Ingredients
Scale
- 1 ½ cups all-purpose flour
- ½ cup granulated sugar
- 2 teaspoons baking powder
- ½ teaspoon salt
- ½ cup cold unsalted butter, cubed
- ½ cup peach jam or preserves
- 2 ripe peaches, peeled and sliced
- 1 teaspoon ground cinnamon
- 1 teaspoon vanilla extract
- 1 egg, beaten
- 1 tablespoon milk (optional, for brushing)
Instructions
- In a large mixing bowl, combine flour, sugar, baking powder, and salt. Cut in the cold butter until coarse crumbs form. Stir in vanilla extract and set aside.
- Mix sliced peaches with cinnamon and sugar. Spread peach jam in muffin cups or on dough, then layer with peaches.
- Roll dough into a rectangle about ¼ inch thick. Spread remaining peach jam over the dough. Roll into a log and cut into 8 slices.
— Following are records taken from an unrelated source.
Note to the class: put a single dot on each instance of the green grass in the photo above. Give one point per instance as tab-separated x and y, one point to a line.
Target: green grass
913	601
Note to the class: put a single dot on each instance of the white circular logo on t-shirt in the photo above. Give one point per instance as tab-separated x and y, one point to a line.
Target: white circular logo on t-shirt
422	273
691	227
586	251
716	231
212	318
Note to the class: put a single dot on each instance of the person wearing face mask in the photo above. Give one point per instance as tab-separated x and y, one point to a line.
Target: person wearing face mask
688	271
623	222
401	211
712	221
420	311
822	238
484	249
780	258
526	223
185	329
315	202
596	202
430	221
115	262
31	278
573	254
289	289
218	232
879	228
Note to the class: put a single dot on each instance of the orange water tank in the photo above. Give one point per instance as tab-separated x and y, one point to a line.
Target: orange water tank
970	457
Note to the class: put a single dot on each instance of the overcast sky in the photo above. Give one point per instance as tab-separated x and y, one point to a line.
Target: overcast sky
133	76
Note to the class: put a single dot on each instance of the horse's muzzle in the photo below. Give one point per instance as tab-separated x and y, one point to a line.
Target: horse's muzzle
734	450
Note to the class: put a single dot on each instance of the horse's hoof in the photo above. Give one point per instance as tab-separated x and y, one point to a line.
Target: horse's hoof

- Place slices into greased muffin tin, cut side up. Brush with egg wash and milk. Bake at 375°F (190°C) for 20-25 minutes until golden brown and puffy.
Notes
- Ensure peaches are ripe for maximum flavor. Fresh peaches are preferred, but canned peaches work if drained thoroughly.
- For a gluten-free version, substitute all-purpose flour with gluten-free baking flour blend.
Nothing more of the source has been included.